= Elizee De Garis =

Australian irrigationist

Elisha Clement "Elizee" De Garis (17 September 1851 – 2 July 1948) was an Australian irrigationist.

De Garis was born at Saint Martin in Guernsey in the Channel Islands to carpenter Elisha De Garis and Mary, née Roberts. In 1854 the De Garises migrated to Australia, settling in Adelaide and then Naracoorte. The young Elisha attended the Collegiate School of St Peter before moving to Melbourne in 1872 to study architecture. Ordained in the Wesleyan Methodist Church in 1880, he married Elizabeth Buncle on 2 February 1881 and was formally ordained as a minister in 1882 for Durham Ox and Kerang. He became known as a supporter of Hugh McColl's irrigation schemes and was appointed irrigation correspondent for the Melbourne Daily Telegraph; he was appointed inaugural chairman of the Tragowel Plains Irrigation and Water Supply Trust and also served as chairman of the Central Irrigation League, editing the Australian Irrigationist and founding the Associated Australian Yeomanry.

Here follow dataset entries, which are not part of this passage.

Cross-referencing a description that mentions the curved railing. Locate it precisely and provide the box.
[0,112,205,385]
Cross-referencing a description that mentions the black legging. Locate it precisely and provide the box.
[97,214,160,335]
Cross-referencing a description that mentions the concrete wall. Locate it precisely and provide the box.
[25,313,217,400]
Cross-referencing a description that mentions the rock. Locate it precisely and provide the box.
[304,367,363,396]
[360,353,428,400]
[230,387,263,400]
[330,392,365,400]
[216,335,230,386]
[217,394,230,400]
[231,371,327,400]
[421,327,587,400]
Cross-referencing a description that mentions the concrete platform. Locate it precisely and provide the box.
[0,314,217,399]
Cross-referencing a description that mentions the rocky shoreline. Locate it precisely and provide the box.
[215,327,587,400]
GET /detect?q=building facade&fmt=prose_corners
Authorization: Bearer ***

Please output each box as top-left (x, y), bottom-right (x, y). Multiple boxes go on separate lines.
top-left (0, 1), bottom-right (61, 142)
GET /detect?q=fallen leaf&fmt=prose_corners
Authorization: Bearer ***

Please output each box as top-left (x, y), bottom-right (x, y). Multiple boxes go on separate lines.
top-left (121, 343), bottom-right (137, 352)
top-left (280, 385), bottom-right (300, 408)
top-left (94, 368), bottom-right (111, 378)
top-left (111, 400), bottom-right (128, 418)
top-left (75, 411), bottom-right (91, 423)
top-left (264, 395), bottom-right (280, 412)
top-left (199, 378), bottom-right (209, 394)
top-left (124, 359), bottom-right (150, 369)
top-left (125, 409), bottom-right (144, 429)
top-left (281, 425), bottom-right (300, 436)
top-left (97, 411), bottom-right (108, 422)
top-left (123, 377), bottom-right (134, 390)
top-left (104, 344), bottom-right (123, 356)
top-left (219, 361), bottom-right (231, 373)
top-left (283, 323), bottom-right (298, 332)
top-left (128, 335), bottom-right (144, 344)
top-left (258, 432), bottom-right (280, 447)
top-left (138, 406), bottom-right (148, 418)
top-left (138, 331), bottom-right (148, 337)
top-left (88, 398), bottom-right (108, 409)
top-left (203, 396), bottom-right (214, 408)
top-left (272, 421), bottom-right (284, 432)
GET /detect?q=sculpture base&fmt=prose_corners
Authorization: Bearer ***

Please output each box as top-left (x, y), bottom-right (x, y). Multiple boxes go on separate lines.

In 1888, De Garis was a commissioner of the Melbourne Centennial International Exhibition, having formally renounced the cloth in 1887 (although he continued as a lay preacher). He established a market garden at Werribee with George Chaffey but in 1891 moved to Mildura, where he was one of the founders of the Australian Dried Fruits Association and president of Mildura Shire Council (1907-08). He returned to Melbourne in 1908, leaving his son Jack to manage his Mildura affairs. Elected to Moorabbin Shire Council in 1909, he ran unsuccessfully for the state seat of Brighton in 1909 and the federal seat of Yarra in 1910 for the Liberal Party. He spent time in Guernsey from 1916 to 1919; his wife died in 1918 and he remarried Mary Evaleen Waugh on 23 April 1919 at Auburn. He died in 1948.